The following day was the actual fiesta for Kasama and the seven Tsáchila communities compromising about 2,500 people (and a few of us gringas) all gathered together for an all day, all night party. We saw everyone with the achiote in their hair and the traditional dress. Women wear a beautiful multicolored woven skirt that’s called a tunan in Tsafiki and the men wear a similar one in black and white called a manpe tsanpa. The women’s skirts were beautiful and I just had to buy some of the woven material to have made into a skirt.

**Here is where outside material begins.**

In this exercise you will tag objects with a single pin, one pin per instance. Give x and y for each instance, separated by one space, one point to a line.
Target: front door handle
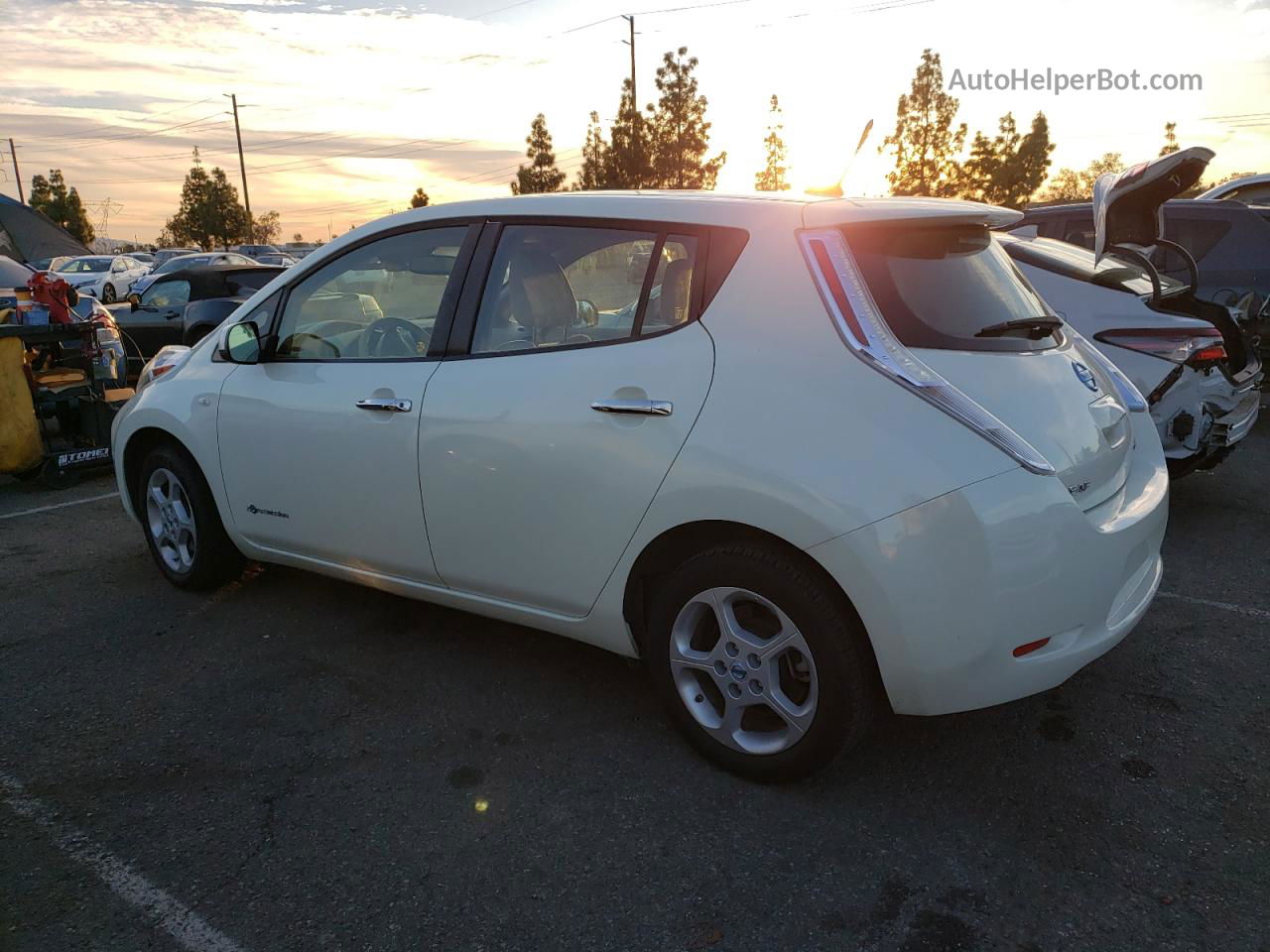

I bought it for a shockingly low price of $18 considering the Tsáchila man I bought it from told me it takes about a month to weave.
The Kasama festival itself was great. In Tsafiki, kasa means new and ma means day and like I said, it marks their new year and is the only holiday the Tsáchila people celebrate. In the past, Kasama was used as a time for the men to ask for a woman’s hand but now it revolves around traditional dance, music and food.
While there, I got to try some of the traditional gastronomy of the Tsáchilas but passed on some of the others. A PCV friend bought some guanta which is a type of small capybara and yo probé un poquito. It was really good! Tasted just like chicken! (On a side note, I’m thinking I’m going to have to give cuy another try since I didn’t really give it a chance the first time I had it.)
Other than that, there was mallon or mayon depending on how each comedor felt like spelling it. (Remember, spelling is for nerds?) These are grubs that grow in a certain type of palm tree and are collected for food. They’re usually grilled and I tried some about a year ago on a trip to the jungle. They weren’t too bad taste wise. A flavor very similar to greasy bacon, but the texture was enough to make them a one and done for me. The Tsáchila friends we were hanging out with during Kasama and one very brave German decided to take it one step further though and eat the
little big guys vivos y crudos. For those of you who need to brush up on your Spanish, that means alive and raw. Yuck! We all looked on in horror, but they did it! Andrew Zimmern, watch your back.
Overall, celebrating Kasama was a great way to spend my Semana Santa and I left determined to participate in more feriados indígenas this year.